By using this site, you agree to our updated Privacy Policy and our Terms of Use. Manage your Cookies Settings.
425,805 Members | 1,100 Online
Bytes IT Community
+ Ask a Question
Need help? Post your question and get tips & solutions from a community of 425,805 IT Pros & Developers. It's quick & easy.

many tables vs one big table

P: n/a
Dear experts,

If I have a number of related groups of data (e.g., stock prices for
different stocks) is it better to put them into many tables (e.g., one
table per stock) or into one big table (e.g., a single table where one
column is the stock id other columns are the price and other data)?

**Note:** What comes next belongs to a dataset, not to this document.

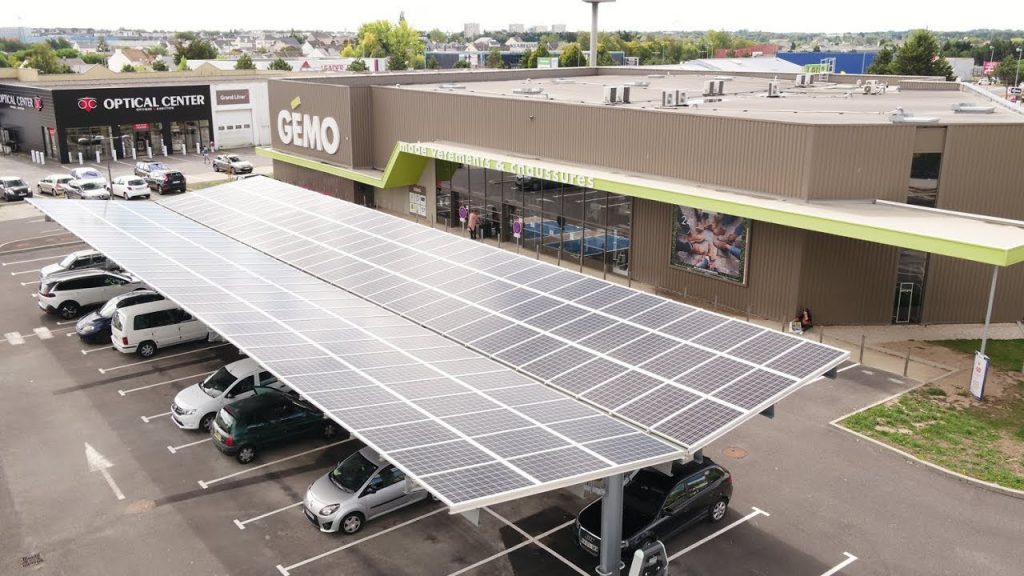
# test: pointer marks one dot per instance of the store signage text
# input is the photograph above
(517, 168)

The single table approach with a clustered primary key including the
stock id and other information that is different for each stock seems
cleaner to me. But I worry that having a single table could hurt
preformance when the database gets very large. The clustered primary
key should make queries on the single table fast, but I'm worried about
inserts. According to my vague understanding of a clustered primary
key, records are physically stored on disk based on the primary key. So
if I insert a record for a given stock does the database have to
physicall "move down" all the records that are below that or does it do
something smarter?

To summarize:

1. Should I use a single table or many tables?

2. If using a single table, how are inserts handled by the DB to
prevent inserts from getting slower and slower as more items are added
to the DB?

Thanks in advance for your help and advice.

Jan 2 '07 #1
Share this Question
Share on Google+
7 Replies


P: n/a
Use a single table, not many tables. Use a multi-column key that
includes the stock. When a new stock comes along it should be a user
transaction to add a row to the Stocks master table, not a database
administrator's job to add tables. The database design should be
stable, not in a constant state of change.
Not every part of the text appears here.